Die EZB aber musste die wirtschaftliche Entwicklung und den Anstieg der Inflation in allen Ländern der Eurozone im Auge haben – und in manchen Staaten war man auf dem besten Weg in einen regelrechten Konsum- und/oder Immobilienboom. Für diese Länder war die Geldpolitik zu locker, für Deutschland war sie zu restriktiv.

Es wurde letztlich ein niedriges Zinsniveau festgelegt, ganz im Sinne der deutschen Politik. Für die meisten anderen Länder wäre ein höherer Zins dringend notwendig gewesen, da ihnen eine Überhitzung der Konjunktur drohte.

Ironie der Geschichte: ausgerechnet die deutschen Monetaristen um Hans-Werner Sinn erstritten eine Politik des billigen Geldes (womit sie natürlich später nichts mehr zu tun haben wollten).

Entgegen landläufiger Meinung beruhte die Verbesserung der deutschen Wettbewerbsfähigkeit daher auch nicht primär auf höheren Produktivitätszuwächsen, sondern auf Einfrieren deutscher Löhne, auf Schwächung des Binnenkonsums durch eine (3%-ige) Umsatzsteuer-Erhöhung und auf einer Güterpreis-Inflationsrate unterhalb des von der EZB vorgegebenen Ziels von 2%.

Das Kleinhalten der eigenen Binnennachfrage generierte finanzielle Sparüberschüsse, die als Geldströme ins Ausland gelangen und die Nachbarländer (via Billigkredit) zum Konsum der eigenen Produkte veranlassten. Logischerweise sanken die Investitionen in Deutschland daraufhin förmlich ins Bodenlose, während sie in den anderen Staaten von höheren Löhnen und Konsum angezogen wurden.

Deutschland investiert zu wenig
Grafik: Hans-Böckler-Stiftung

In dieser Zeit floss daher auch viel ausländisches Kapital, insbesondere vor allem deutsche Ersparnisse, in die anderen EWU-Länder. Das billige Geld löste in den Südländern einen Nachfrageboom aus, der insbesondere dem deutschen Export zugute kam. In Spanien und Irland wurden dadurch die Immobilienblasen erzeugt, die später in der Krise die öffentlichen und privaten Haushalte in den Ruin trieben.

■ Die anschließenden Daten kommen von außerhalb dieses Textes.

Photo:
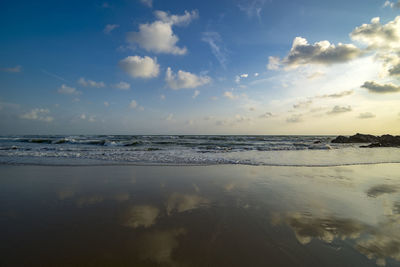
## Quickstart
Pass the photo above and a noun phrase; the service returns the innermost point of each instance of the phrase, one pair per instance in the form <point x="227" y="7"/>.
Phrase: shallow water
<point x="223" y="215"/>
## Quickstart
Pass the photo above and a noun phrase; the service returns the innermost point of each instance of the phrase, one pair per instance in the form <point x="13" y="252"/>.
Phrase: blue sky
<point x="209" y="67"/>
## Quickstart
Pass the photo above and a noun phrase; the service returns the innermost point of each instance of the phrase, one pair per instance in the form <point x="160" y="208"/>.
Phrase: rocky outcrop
<point x="386" y="140"/>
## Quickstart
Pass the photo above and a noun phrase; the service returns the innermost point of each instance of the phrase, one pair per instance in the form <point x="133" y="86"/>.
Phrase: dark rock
<point x="390" y="140"/>
<point x="340" y="139"/>
<point x="373" y="145"/>
<point x="386" y="140"/>
<point x="363" y="138"/>
<point x="357" y="138"/>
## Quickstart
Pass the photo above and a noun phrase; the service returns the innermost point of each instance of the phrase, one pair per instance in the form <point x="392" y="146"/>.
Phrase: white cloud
<point x="266" y="115"/>
<point x="384" y="39"/>
<point x="315" y="75"/>
<point x="66" y="90"/>
<point x="389" y="4"/>
<point x="177" y="20"/>
<point x="89" y="83"/>
<point x="158" y="36"/>
<point x="323" y="52"/>
<point x="185" y="79"/>
<point x="39" y="114"/>
<point x="339" y="109"/>
<point x="148" y="3"/>
<point x="134" y="105"/>
<point x="196" y="94"/>
<point x="140" y="67"/>
<point x="376" y="35"/>
<point x="214" y="40"/>
<point x="252" y="8"/>
<point x="237" y="79"/>
<point x="12" y="69"/>
<point x="230" y="95"/>
<point x="337" y="95"/>
<point x="303" y="104"/>
<point x="122" y="86"/>
<point x="109" y="28"/>
<point x="295" y="118"/>
<point x="374" y="87"/>
<point x="170" y="117"/>
<point x="273" y="63"/>
<point x="366" y="115"/>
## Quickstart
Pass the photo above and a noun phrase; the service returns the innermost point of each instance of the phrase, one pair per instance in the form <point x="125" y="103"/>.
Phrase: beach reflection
<point x="144" y="215"/>
<point x="185" y="202"/>
<point x="204" y="216"/>
<point x="158" y="246"/>
<point x="376" y="242"/>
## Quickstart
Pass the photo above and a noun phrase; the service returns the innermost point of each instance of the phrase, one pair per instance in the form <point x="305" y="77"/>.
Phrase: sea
<point x="267" y="150"/>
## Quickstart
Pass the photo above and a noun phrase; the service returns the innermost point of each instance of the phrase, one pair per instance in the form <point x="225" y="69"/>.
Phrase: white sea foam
<point x="189" y="150"/>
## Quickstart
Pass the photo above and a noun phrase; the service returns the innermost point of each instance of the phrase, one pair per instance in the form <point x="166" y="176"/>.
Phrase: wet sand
<point x="221" y="215"/>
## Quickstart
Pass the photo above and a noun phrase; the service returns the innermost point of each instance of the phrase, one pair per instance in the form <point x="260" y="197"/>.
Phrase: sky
<point x="200" y="67"/>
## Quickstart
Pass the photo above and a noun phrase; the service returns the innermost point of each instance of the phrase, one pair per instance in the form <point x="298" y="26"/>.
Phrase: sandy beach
<point x="223" y="215"/>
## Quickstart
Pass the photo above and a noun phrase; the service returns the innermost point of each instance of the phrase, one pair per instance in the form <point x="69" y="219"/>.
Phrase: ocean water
<point x="188" y="150"/>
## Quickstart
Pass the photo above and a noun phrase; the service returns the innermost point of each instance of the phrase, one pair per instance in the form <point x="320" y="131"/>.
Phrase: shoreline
<point x="149" y="215"/>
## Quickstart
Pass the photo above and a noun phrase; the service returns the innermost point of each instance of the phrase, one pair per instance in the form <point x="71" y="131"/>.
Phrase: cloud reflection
<point x="381" y="189"/>
<point x="181" y="202"/>
<point x="142" y="215"/>
<point x="375" y="242"/>
<point x="157" y="246"/>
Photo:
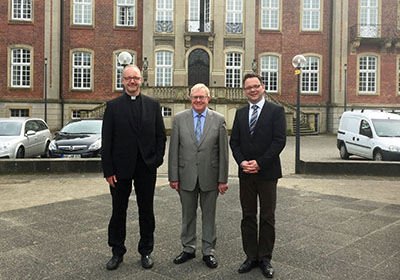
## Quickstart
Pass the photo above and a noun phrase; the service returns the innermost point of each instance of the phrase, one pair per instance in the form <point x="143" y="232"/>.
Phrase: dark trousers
<point x="144" y="179"/>
<point x="258" y="240"/>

Deutschland bremste also politisch ganz bewusst seine eigene Binnennachfrage mit dem Ziel, Exportüberschüsse einzufahren. Diese Politik konnte im ersten Jahrzehnt der 2000er Jahre funktionieren, weil Deutschlands Nachbarn nicht dieselbe Wirtschaftspolitik betrieben und weil durch die Zugehörigkeit zur gleichen Währungszone Deutschlands Währung nicht aufgewertet wurde.

Wenn man denn überhaupt von der Geschichte vom kranken Mann Europas etwas lernen will, so ist es die Tatsache, dass es sich dabei um eine selbst verschuldete und verstärkte „Krankheit“ handelte, verursacht hauptsächlich durch falsche deutsche Wirtschaftspolitik.

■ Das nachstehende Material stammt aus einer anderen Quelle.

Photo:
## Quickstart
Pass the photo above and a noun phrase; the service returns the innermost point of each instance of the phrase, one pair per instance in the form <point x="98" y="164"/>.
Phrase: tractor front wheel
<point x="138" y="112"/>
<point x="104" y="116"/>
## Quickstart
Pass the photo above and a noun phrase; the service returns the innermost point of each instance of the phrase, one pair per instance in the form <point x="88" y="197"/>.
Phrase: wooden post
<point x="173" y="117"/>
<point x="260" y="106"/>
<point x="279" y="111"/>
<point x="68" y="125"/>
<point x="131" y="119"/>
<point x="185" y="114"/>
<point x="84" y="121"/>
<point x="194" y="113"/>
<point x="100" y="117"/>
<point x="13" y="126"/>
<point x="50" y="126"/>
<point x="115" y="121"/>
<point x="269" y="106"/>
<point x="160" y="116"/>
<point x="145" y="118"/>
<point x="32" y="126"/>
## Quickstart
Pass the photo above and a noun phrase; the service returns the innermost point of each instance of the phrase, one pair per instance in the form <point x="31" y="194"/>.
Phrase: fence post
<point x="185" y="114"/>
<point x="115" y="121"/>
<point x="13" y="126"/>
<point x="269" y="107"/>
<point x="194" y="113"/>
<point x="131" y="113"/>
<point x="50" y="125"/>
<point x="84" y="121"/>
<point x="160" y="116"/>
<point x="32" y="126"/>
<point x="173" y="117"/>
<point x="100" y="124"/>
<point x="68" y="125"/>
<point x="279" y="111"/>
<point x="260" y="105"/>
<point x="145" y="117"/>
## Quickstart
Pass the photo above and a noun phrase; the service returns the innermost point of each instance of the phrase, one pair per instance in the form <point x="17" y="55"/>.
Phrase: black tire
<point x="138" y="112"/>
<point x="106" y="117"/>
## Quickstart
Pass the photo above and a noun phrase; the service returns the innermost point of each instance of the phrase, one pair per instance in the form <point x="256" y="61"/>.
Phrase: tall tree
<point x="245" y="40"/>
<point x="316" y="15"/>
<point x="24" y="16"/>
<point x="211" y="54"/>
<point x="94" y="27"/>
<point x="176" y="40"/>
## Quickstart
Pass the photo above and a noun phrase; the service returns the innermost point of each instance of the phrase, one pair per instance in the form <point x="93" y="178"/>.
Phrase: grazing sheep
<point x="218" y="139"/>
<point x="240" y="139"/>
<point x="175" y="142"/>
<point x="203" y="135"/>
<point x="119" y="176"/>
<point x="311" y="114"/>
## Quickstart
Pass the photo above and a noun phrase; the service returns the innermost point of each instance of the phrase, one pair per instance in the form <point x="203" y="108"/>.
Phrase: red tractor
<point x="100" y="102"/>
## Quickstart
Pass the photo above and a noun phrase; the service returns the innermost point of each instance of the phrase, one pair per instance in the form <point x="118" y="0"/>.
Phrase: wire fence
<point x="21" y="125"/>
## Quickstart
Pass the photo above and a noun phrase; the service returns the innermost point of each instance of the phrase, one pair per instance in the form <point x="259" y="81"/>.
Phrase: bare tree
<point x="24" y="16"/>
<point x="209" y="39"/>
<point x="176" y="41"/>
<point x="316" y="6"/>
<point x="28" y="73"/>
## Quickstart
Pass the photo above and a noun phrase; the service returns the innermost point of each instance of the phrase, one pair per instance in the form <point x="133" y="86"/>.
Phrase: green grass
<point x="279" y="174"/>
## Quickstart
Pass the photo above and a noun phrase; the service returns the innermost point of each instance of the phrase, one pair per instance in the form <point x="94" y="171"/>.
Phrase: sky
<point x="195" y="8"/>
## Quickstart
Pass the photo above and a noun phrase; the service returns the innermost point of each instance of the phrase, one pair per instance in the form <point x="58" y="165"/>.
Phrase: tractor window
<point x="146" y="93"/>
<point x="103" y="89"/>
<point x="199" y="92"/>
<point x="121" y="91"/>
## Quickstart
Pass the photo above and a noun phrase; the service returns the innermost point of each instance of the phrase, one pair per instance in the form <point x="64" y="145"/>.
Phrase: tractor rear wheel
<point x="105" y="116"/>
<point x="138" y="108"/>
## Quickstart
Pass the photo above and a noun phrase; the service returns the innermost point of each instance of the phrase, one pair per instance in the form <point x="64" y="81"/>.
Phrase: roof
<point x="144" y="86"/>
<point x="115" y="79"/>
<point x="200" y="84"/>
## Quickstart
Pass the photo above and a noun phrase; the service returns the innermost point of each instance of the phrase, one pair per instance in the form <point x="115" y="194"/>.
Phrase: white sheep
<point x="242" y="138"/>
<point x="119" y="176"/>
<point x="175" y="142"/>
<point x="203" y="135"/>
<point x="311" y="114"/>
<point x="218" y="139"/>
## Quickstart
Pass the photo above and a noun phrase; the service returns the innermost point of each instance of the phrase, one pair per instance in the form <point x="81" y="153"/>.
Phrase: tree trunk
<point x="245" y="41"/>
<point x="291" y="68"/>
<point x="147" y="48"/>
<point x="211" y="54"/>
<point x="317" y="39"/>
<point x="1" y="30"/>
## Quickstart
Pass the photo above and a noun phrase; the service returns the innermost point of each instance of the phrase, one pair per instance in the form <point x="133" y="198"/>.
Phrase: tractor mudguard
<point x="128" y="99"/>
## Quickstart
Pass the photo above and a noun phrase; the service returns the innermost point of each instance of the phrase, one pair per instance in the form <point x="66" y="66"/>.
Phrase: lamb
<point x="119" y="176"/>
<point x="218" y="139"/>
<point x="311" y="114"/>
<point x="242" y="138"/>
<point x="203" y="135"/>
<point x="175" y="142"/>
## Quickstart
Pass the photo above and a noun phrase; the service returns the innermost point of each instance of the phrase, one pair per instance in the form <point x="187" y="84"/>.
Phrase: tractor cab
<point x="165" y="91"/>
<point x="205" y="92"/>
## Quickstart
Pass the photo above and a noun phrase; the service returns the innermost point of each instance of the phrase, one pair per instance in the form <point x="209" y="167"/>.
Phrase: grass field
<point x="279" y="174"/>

Die deutsche Wirtschaft wies während der schlechten Jahre keineswegs überdurchschnittlich „verkrustete“ Arbeitsmärkte auf, sondern wurde durch eine ungewöhnlich schwache Binnennachfrage aufgrund einer ausgabenseitig restriktiven Finanzpolitik und einer extrem schwachen Lohnentwicklung ausgebremst.

Der Aufschwung gelang erst, als die Finanzpolitik gelockert wurde und sich die starken außen- wirtschaftlichen Impulse auf die Binnenwirtschaft übertragen konnten.

Neuere Studien legen allerdings nahe, dass eine andere, nicht nur einseitig auf angebotsseitige Strukturreformen konzentrierte Politik erfolgreicher gewesen wäre.